Discussion in 'Sports and News' started by poindexter, Nov 9, 2016.

  1. LongTimeListener

    LongTimeListener Well-Known Member

    Well, yeah, but that makes O.J.'s performance all the more noteworthy.
     
  2. da man

    da man Well-Known Member

    In 1958, Jim Brown ran for an NFL-record 1,527 yards in 12 games, and runner-up Alan Ameche had 791 -- barely half as many.

    In 1963, Brown set the record again with 1,863 yards in 14 games. Jim Taylor was second with 1,018.
     
    Last edited: Nov 11, 2016
  3. Batman

    Batman Well-Known Member

    O.J.'s 2,000-yard season wasn't even close to his best, fantasy wise. That would be 1975, which probably ranks among the best fantasy seasons ever. Fewer rushing yards, but not that many fewer, plus a lot more touchdowns and excellent receiving stats.

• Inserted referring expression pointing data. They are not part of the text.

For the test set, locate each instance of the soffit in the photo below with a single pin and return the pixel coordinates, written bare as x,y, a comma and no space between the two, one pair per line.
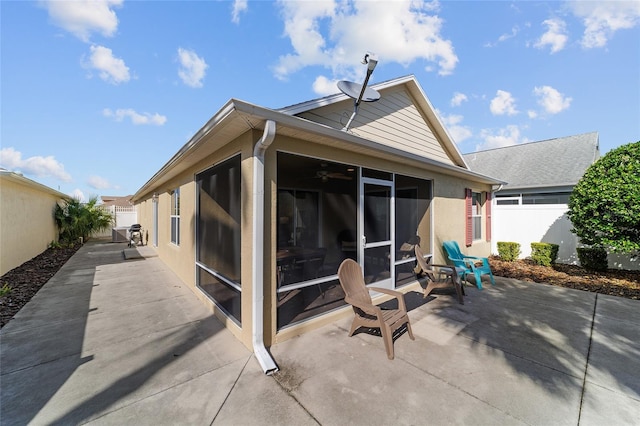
238,117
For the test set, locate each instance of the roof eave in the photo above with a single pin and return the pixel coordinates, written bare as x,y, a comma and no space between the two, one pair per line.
283,119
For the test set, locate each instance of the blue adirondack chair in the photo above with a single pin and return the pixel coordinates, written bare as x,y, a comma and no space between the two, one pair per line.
466,265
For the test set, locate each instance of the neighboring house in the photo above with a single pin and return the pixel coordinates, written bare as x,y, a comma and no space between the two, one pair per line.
257,210
27,226
116,201
533,205
123,212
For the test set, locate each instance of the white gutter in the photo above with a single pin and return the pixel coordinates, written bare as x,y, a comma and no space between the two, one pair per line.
264,357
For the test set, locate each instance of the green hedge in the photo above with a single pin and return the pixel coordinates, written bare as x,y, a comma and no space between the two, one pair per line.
593,258
544,254
508,251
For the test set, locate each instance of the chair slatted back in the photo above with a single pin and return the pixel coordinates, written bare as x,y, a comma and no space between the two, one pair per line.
352,282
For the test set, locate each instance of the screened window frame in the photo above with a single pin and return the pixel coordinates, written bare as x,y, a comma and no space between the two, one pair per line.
225,282
175,217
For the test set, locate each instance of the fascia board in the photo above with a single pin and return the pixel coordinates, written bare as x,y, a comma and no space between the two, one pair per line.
263,114
350,138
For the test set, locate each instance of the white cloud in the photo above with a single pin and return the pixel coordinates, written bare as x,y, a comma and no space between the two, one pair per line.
136,117
239,6
192,68
78,195
555,37
458,98
453,125
84,17
603,18
98,182
38,166
111,69
325,86
504,37
503,104
335,34
551,100
507,136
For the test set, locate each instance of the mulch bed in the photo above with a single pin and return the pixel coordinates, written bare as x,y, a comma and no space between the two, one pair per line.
25,280
28,278
613,282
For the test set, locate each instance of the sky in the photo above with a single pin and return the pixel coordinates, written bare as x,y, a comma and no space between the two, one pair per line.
96,96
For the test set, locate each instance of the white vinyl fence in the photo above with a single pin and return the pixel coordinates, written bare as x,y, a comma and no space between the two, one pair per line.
546,223
124,218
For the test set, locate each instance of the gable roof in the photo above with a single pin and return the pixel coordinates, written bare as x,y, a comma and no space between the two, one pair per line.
403,117
558,162
237,117
116,200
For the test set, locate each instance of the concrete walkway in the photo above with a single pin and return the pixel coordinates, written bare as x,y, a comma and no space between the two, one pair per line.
109,341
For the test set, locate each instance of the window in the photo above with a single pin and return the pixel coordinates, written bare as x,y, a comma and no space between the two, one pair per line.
219,235
317,221
533,198
175,217
473,212
546,198
476,214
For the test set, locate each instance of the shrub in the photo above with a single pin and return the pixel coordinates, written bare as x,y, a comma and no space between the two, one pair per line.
544,253
593,258
604,206
508,251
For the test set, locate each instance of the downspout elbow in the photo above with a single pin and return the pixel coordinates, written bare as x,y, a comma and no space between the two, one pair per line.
263,356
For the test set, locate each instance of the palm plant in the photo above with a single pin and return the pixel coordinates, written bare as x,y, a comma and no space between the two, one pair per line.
77,220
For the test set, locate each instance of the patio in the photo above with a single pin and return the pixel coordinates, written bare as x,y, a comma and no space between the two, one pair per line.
109,341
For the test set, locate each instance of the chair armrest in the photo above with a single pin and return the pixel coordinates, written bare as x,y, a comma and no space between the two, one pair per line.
398,295
366,308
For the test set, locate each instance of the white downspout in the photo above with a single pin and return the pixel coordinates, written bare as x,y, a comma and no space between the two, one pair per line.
264,358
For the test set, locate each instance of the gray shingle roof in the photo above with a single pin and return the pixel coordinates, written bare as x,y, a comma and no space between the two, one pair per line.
548,163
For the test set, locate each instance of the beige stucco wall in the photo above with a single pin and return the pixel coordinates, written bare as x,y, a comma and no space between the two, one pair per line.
26,220
444,220
181,259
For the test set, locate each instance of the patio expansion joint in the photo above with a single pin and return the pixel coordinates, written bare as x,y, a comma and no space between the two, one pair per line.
586,367
448,383
175,385
520,357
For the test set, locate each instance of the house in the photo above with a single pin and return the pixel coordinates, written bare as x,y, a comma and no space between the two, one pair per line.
533,205
27,226
256,212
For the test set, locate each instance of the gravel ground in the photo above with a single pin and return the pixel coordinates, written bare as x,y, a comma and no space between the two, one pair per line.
24,281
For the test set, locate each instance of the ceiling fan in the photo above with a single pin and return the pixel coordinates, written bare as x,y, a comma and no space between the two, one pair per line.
324,175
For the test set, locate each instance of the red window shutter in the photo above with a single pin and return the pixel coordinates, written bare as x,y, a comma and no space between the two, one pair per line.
488,216
468,239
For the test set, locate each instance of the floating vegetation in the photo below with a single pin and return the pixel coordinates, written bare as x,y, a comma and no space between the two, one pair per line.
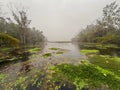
87,51
35,50
59,52
3,78
54,48
107,62
86,75
46,55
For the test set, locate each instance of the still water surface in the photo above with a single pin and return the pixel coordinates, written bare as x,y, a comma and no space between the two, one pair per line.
27,68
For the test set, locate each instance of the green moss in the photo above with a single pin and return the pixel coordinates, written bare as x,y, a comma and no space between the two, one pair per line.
54,48
59,52
5,49
86,74
86,51
46,55
35,50
3,78
106,62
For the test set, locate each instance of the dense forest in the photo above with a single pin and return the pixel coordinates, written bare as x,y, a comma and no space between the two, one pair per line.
104,31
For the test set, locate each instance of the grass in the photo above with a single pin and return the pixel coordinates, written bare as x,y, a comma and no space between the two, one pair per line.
86,74
59,52
5,49
86,51
46,55
106,62
54,48
35,50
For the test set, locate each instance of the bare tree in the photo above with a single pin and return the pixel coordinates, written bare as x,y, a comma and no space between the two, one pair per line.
20,16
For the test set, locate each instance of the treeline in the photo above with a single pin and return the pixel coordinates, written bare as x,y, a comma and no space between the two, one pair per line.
18,28
106,30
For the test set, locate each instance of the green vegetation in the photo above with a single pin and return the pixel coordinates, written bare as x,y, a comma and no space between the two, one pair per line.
46,55
107,62
54,48
86,75
3,78
85,51
7,40
35,50
59,52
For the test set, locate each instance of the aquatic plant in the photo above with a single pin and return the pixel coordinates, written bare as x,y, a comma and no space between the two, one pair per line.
46,55
88,51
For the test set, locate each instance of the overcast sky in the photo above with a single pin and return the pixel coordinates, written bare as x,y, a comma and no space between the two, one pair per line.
62,19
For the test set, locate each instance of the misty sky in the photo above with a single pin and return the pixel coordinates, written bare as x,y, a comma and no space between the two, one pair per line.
62,19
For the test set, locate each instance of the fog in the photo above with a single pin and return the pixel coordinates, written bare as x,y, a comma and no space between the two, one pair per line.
61,19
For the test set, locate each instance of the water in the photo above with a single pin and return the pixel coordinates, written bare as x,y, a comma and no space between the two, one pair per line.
31,69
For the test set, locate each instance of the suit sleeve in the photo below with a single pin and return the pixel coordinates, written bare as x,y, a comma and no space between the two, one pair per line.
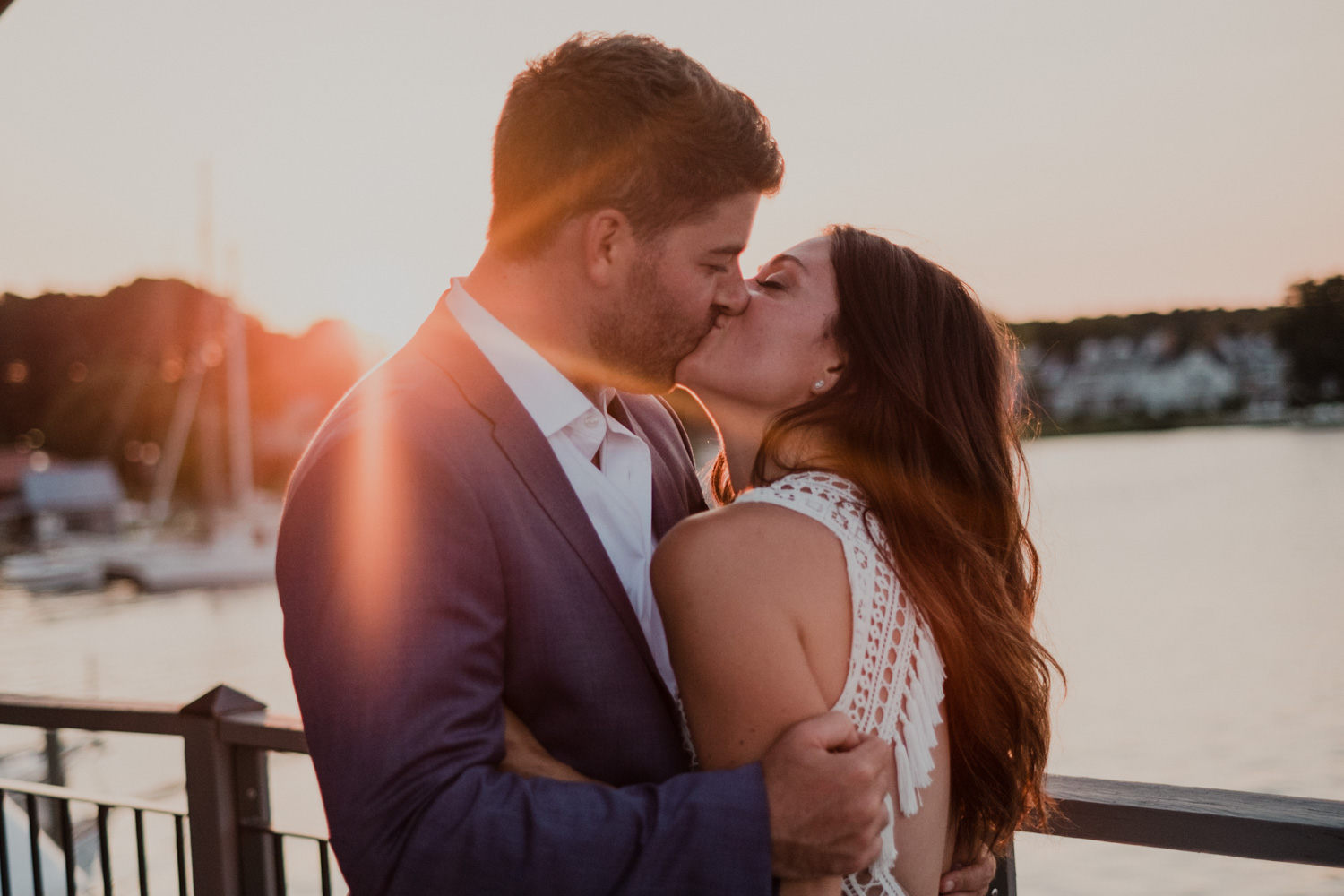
394,619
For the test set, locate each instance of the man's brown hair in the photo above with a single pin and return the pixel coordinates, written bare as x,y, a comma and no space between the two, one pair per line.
621,123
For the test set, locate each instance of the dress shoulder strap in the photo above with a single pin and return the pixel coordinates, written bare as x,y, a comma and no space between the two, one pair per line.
828,498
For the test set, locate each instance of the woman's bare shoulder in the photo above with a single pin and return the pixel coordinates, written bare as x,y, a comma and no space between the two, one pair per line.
752,551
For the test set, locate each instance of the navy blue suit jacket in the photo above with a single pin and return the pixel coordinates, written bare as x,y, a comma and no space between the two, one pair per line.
435,564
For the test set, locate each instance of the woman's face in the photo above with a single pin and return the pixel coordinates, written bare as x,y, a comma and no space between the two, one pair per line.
774,354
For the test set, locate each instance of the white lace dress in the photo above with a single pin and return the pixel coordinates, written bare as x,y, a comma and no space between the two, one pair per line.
895,673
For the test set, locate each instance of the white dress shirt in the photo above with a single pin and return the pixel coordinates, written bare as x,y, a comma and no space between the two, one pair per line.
607,465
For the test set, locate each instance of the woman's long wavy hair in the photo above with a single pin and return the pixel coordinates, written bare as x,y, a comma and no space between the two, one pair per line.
925,419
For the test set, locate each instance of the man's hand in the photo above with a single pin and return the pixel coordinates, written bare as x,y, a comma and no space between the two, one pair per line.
825,786
970,880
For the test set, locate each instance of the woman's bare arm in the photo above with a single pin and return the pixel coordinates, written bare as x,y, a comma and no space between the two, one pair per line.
755,603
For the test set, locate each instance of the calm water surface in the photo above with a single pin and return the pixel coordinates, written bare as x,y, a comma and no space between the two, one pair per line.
1193,592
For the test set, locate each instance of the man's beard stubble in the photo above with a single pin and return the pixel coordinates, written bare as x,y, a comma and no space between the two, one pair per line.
640,341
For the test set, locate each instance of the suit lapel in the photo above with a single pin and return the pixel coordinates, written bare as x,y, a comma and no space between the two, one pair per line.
668,498
446,344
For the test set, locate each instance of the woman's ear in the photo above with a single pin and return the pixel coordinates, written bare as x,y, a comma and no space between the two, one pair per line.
607,246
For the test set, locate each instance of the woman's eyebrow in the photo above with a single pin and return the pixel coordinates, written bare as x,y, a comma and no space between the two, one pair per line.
787,257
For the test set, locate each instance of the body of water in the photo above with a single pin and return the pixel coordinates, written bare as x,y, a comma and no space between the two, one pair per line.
1193,592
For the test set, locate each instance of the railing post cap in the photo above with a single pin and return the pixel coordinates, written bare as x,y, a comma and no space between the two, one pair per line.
222,702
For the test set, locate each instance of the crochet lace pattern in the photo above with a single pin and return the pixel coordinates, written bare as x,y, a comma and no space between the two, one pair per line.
895,673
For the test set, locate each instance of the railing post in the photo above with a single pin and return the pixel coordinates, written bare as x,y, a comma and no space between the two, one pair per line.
255,855
1005,877
212,790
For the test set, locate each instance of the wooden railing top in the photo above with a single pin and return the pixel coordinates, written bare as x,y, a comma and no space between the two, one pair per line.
245,728
1226,823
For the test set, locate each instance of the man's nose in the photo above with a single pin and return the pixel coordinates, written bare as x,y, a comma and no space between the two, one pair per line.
733,297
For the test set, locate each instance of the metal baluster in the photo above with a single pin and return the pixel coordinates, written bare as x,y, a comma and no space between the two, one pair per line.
140,852
182,855
67,844
325,866
279,844
34,850
4,850
105,849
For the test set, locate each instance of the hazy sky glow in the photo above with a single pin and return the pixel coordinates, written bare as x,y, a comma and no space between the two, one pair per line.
1066,159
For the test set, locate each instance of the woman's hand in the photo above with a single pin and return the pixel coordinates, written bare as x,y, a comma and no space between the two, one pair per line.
526,756
970,877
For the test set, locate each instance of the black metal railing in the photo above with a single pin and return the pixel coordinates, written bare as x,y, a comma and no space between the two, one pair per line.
58,802
225,841
226,844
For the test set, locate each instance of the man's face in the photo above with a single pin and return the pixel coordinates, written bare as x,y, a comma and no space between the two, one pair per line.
682,282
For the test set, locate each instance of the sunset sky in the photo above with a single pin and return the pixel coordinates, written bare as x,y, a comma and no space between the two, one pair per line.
1066,159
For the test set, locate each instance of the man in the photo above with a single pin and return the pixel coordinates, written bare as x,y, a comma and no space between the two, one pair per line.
472,527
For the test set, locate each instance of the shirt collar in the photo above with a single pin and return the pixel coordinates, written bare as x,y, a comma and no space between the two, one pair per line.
550,400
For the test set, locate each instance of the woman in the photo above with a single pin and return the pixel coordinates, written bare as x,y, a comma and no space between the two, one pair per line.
871,556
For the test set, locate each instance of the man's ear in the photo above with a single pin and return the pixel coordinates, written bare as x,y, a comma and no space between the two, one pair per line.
607,246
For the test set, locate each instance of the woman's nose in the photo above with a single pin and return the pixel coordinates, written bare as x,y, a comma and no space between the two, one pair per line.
733,297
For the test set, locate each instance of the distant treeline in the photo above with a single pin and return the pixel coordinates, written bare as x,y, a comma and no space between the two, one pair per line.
89,376
1308,328
97,375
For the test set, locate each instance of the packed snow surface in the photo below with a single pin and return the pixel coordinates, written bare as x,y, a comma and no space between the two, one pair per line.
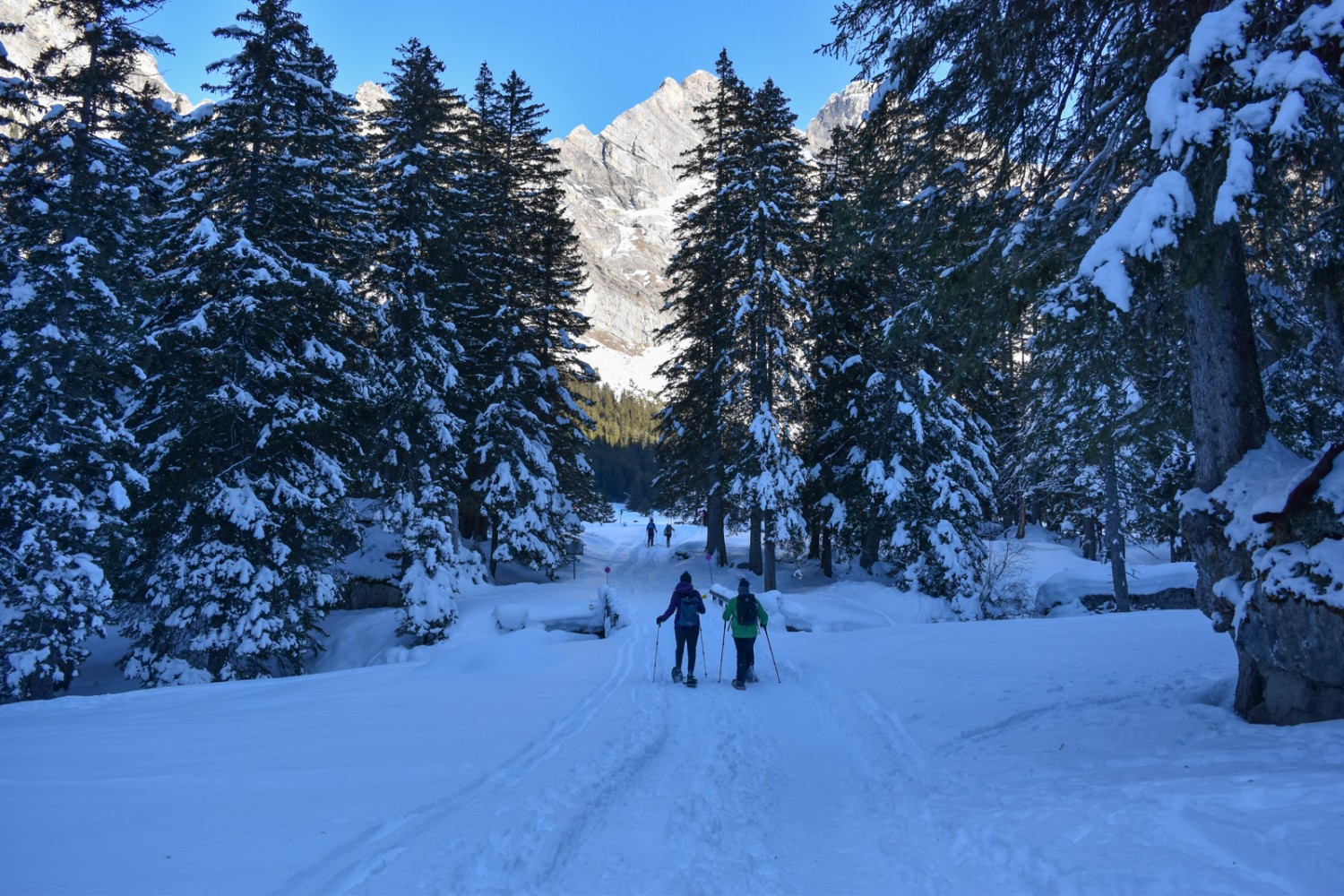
1088,754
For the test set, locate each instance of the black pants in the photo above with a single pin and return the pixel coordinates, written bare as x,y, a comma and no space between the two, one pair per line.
746,654
687,638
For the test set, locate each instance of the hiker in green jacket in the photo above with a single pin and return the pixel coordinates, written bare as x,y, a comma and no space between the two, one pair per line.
746,614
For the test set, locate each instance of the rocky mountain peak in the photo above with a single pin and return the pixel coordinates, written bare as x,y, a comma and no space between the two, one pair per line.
45,29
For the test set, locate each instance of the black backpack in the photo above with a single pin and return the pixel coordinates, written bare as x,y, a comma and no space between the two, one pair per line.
688,614
746,610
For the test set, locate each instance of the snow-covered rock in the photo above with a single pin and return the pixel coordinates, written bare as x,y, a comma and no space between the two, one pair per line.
45,29
621,190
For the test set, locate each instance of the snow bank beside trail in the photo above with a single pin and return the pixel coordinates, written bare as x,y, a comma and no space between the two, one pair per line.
1074,583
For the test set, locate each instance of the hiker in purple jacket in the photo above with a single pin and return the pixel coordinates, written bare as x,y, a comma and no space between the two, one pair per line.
687,605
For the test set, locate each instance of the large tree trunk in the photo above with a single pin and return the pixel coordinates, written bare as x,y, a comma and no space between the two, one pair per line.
868,549
1228,402
714,540
768,573
1115,538
754,559
1230,419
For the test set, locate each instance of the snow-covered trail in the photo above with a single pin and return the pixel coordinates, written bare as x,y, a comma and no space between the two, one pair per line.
1090,754
706,790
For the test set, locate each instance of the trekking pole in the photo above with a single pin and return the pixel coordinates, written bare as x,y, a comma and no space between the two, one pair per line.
771,654
720,649
656,653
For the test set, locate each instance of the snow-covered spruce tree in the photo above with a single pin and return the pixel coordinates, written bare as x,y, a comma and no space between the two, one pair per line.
1107,419
909,462
257,367
839,335
766,201
1150,129
699,427
69,263
519,330
419,144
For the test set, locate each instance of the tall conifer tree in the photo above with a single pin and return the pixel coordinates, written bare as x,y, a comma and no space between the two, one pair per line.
258,367
699,425
72,233
419,136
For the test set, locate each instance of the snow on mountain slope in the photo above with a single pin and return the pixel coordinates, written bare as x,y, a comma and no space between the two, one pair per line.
1086,754
45,29
621,188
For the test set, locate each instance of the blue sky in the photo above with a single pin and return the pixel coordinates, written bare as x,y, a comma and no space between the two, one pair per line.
588,61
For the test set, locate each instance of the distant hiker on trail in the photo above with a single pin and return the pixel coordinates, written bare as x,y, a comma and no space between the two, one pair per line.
687,605
746,613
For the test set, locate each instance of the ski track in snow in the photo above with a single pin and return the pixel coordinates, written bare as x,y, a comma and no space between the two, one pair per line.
650,774
379,848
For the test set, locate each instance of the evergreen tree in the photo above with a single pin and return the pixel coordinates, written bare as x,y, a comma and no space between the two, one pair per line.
521,331
258,366
72,241
765,268
419,136
701,425
909,465
1140,134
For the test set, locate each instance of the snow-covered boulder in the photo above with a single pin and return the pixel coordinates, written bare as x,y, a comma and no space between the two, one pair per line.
1289,619
1168,586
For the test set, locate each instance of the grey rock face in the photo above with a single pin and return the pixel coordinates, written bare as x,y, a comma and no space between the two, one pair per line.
621,185
844,109
621,188
45,29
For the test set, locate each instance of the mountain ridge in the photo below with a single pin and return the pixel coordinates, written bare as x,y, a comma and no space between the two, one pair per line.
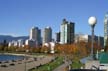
9,38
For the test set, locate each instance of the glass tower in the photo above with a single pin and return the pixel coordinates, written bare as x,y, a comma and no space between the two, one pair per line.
67,32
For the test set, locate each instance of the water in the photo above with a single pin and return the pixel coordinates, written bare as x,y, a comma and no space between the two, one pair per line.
10,57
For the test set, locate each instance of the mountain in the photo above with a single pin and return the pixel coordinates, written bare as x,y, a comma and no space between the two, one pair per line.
10,38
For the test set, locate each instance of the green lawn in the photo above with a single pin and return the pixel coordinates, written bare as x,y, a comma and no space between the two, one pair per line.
50,66
76,64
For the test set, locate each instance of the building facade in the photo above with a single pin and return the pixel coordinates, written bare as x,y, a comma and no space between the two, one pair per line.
105,28
66,32
88,38
58,37
47,35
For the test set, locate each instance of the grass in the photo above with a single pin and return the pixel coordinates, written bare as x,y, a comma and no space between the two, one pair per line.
49,66
76,64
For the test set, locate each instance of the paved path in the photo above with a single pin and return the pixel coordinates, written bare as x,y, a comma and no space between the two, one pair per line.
62,67
29,64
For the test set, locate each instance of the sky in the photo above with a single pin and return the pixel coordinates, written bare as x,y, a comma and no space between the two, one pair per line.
17,17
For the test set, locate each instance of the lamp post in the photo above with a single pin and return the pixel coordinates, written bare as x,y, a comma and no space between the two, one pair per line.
92,22
25,58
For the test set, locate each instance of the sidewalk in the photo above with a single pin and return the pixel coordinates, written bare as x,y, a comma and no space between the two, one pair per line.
62,67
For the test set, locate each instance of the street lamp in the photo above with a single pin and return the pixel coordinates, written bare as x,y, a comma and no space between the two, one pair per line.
25,58
92,21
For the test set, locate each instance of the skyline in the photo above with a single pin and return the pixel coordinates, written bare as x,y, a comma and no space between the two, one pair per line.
17,17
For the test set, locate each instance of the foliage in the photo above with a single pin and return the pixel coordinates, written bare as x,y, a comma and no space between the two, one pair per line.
49,66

    1973: 2,003 rushing yards, 12 TDs; 6 receptions for 70 yards and no TDs
    1975: 1,817 rushing yards, 16 TDs; 28 receptions for 426 yards and 7 TDs

    He also had five games without a touchdown in 1973, and only three games with multiple touchdowns. He scored at least one touchdown in every game in 1975, and had multiple touchdowns six times.
     
  4. heyabbott

    heyabbott Well-Known Member

    He killed it in 75
     
    Baron Scicluna, dixiehack and Batman like this.
  5. poindexter

    poindexter Well-Known Member

    And '94.
     
    BTExpress, murphyc, bigpern23 and 5 others like this.
  6. UPChip

    UPChip Well-Known Member

    There are a couple articles I remember reading on this topic. Gale Sayers had a game in 1965 that would have been 55 points, standard scoring.
     
  7. Michael_ Gee

    Michael_ Gee Well-Known Member

    That must've been the six-TD game. Imagine drafting Butkus and Sayers in the same first round. Got to be the all-time first round haul.
     
  8. heyabbott

    heyabbott Well-Known Member

    Maybe heresy but would the Bears have been better off with Craig Morton rather than Sayers?
    Neither Butkus nor Sayers played in a Bears playoff game
     
  9. da man

    da man Well-Known Member

    And the Bears still sucked.
     
  10. da man

    da man Well-Known Member

    Wasn't that one of George Allen's drafts?
     
  11. outofplace

    outofplace Well-Known Member

    No, they were better off with Sayers and Butkus, but clearly didn't make enough good decisions aside from those two players.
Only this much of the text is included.